I gave her the finger and turned to leave.

“Feel better soon,” she called after me, with the special warmth of someone who cared enough to be concerned while wanting me to keep my potential disease to myself.

“Doesn’t she need to let someone know she’s leaving?” Carla’s voice, behind me.

“They’re all in a meeting.” Francis. The bite in it unmistakable even through the closing doors.“What’s she supposed to do?”

The secure doors swung shut.

The floor noise dropped away.

And the heat arrived properly—not the background warmth of the past weeks but something fuller, a fever that joined the cramping and made the corridor feel too bright and slightly unreal. I pressed the lift button and stood very still and breathed through it.

You know what’s happening, Bad Girl said. Not unkindly. Just a fact. You’re going to the solution.

I knew.

She knew.

Somewhere on an executive floor above me, Conrí and Kael knew too—or would, the moment the lift doors opened. I had no plan beyond the next floor. No words prepared. No professional framing for what I was about to do.
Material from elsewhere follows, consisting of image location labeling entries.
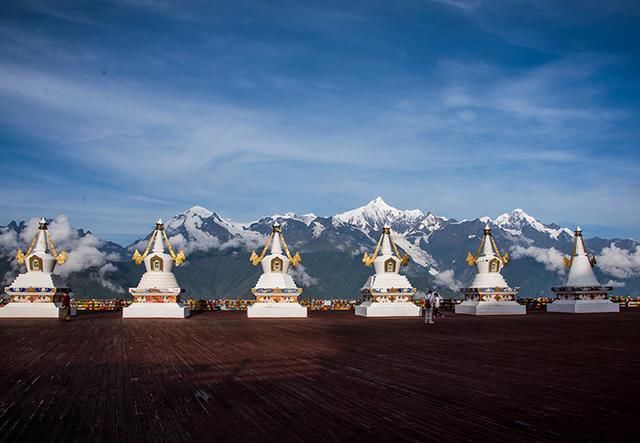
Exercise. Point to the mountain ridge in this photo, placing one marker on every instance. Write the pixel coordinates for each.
(332, 247)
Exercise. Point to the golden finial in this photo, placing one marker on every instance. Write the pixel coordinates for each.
(137, 257)
(179, 258)
(471, 259)
(61, 258)
(295, 260)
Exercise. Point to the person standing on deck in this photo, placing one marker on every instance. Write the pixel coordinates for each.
(436, 305)
(65, 312)
(429, 300)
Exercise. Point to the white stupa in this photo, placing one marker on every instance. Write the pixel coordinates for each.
(158, 293)
(582, 293)
(276, 293)
(489, 294)
(38, 292)
(387, 293)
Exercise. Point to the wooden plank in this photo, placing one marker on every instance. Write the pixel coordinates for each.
(218, 375)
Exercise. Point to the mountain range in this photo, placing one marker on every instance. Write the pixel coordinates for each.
(331, 247)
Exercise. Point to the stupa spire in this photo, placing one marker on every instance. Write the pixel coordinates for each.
(43, 245)
(158, 292)
(580, 264)
(582, 292)
(487, 248)
(385, 247)
(276, 292)
(276, 245)
(489, 293)
(156, 244)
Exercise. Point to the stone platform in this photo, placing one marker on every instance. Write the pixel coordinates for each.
(389, 309)
(32, 310)
(156, 310)
(276, 310)
(583, 306)
(490, 308)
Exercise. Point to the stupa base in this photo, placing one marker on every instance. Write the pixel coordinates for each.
(276, 310)
(583, 306)
(372, 308)
(33, 310)
(156, 310)
(490, 308)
Somewhere between the park runs and the shared meals and the walks through places that had been standing longer than either of our bloodlines, this had been building. Quietly. Inevitably. With the patient momentum of something that had never needed our permission.

The lift arrived.

I stepped inside.

The doors closed on a Wednesday that had just stopped being ordinary.

??????

His floor was well-lit.

More windows. More sunlight. More space. Better artwork on the walls—actual art, not the motivational print someone had ordered in bulk for the lower floors.

It irritated me.

All of it irritated me. The light was too bright. The air conditioning too present. The carpet too clean and too quiet and too far from the only scent that was going to make any of this bearable.

I sniffed.

Closed my eyes.

My lungs couldn’t get enough of it. Traces of him—threaded through the ventilation, caught in the fabric of the chairs, layered into the very air of the floor he occupied every day. Rich and warm and completely unavoidable.

Addictive was the only word.

Was this what substance abuse felt like? The specific, narrowing logic of just one more. Just one more breath. One more hit. One more second of this before I have to function like a normal person again.